Temer fez de menos desde que o impeachment foi reativado, em fevereiro de 2016. Resolveu vestir o modelito Itamar Franco e se colocar no pedestal de futuro líder de um governo de "união nacional". Queria que a Presidência lhe caísse no colo para depois começar a negociar a divisão do butim. A velha história do "vocês me conhecem, sabem que vou ser generoso com todo mundo". A reação das ruas acabou com a fantasia. E o PMDB apenas repercutiu o mau passo. Foi aí também que o PSDB caiu fora.
Apesar do óbvio fracasso da encenação, Temer insistiu. Quis não apenas antecipar a decisão do PMDB sobre permanecer ou não no governo. Quis o impossível, exigiu unanimidade na decisão de desembarcar. Novamente, o alarme de Renan soou. "Unanimidade" e "PMDB" são como água e óleo, não se misturam. Negociou com Temer uma "aclamação", evitando um racha aberto. Renan não só não foi à reunião do partido que decidiu pelo desembarque como depois declarou que a decisão foi precipitada. E passou a organizar a resistência à saída do PMDB do governo.
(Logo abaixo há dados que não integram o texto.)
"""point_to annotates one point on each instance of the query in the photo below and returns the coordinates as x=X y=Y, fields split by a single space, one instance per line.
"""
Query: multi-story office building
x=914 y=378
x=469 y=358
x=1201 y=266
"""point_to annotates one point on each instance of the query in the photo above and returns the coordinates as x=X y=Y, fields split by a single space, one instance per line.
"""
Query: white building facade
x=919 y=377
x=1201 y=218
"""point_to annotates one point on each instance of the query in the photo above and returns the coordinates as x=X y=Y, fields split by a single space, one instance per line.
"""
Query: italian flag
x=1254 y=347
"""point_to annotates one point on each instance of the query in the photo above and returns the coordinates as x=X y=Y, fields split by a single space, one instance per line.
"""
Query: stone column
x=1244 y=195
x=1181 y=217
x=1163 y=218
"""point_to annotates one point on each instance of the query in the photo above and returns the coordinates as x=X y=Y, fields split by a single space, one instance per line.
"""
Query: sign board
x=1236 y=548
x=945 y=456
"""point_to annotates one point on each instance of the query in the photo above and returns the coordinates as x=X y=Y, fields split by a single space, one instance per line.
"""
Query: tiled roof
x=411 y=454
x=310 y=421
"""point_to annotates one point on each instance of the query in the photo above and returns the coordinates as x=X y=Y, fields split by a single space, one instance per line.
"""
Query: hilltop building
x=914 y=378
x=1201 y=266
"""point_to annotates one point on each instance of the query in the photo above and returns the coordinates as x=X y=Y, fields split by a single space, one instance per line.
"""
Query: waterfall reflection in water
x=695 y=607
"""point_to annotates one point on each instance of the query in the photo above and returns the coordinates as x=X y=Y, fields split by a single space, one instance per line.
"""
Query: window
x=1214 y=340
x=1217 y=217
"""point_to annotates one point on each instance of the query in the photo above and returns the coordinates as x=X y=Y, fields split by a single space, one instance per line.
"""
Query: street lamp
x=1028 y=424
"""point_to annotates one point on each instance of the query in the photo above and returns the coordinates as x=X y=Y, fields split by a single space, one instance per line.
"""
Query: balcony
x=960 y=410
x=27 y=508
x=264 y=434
Pode-se dizer que o histórico fala a favor de um novo acordo entre Temer e Renan para que o impeachment se imponha. O problema é que este é um caso totalmente diferente de todos os outros. De um lado, é um acordo que exige certa sarneyização de Temer. De outro, a Presidência, para ser exercida com alguma autonomia, exige que o futuro presidente tenha controle e domínio sobre seu partido. E isso faz com que um acordo esteja longe de ser óbvio nesse caso. Depois que Temer tiver a caneta presidencial, que acordo vai controlar o fluxo de tinta?
Se não houver acordo entre Temer e Renan, o PMDB vai partir para uma guerra interna inédita. O movimento é tão surpreendente que mesmo a foice da Lava-Jato foi posta em suspenso pelos exércitos em formação de ataque. A configuração futura do partido vai se dar com mortos, feridos e muito sangue, quem quer que vença.
Assim como governo e oposição, também Temer é em boa media um espectador. A verdadeira queda de braço se dá entre Eduardo Cunha e Renan Calheiros. Temer é quase um joguete nessa disputa. Cunha aposta na guerra e está confiante em conseguir 372 votos a favor do impeachment. Vai fazer com o impeachment o que vem fazendo com todo o resto: aprova a bomba na Câmara e depois joga a granada sem pino de segurança no colo do Senado. E, se isso acontecer, a capacidade de resistência de Renan se verá consideravelmente diminuída.
O futuro do impeachment poderá ser lido nas próximas movimentações de Temer e de Renan. Se o atual vice-presidente entrar em negociação com o presidente do Senado e alcançar um acordo, o impeachment é certo. Se partir para a guerra, o resultado será o esmagamento de uma metade do PMDB pela outra, com grandes chances de uma secessão. E a vitória de um dos lados significará nada menos do que o prevalecimento do impeachment ou sua derrota.
É claro que as ruas podem fazer a balança pender para um lado ou para outro. Mas elas não apontam em um sentido evidente. É a típica situação em que o sistema político vai decidir conforme sua lógica própria. E essa lógica, como sempre, é a do PMDB.
Marcos Nobre é professor de filosofia política da Unicamp e pesquisador do Cebrap.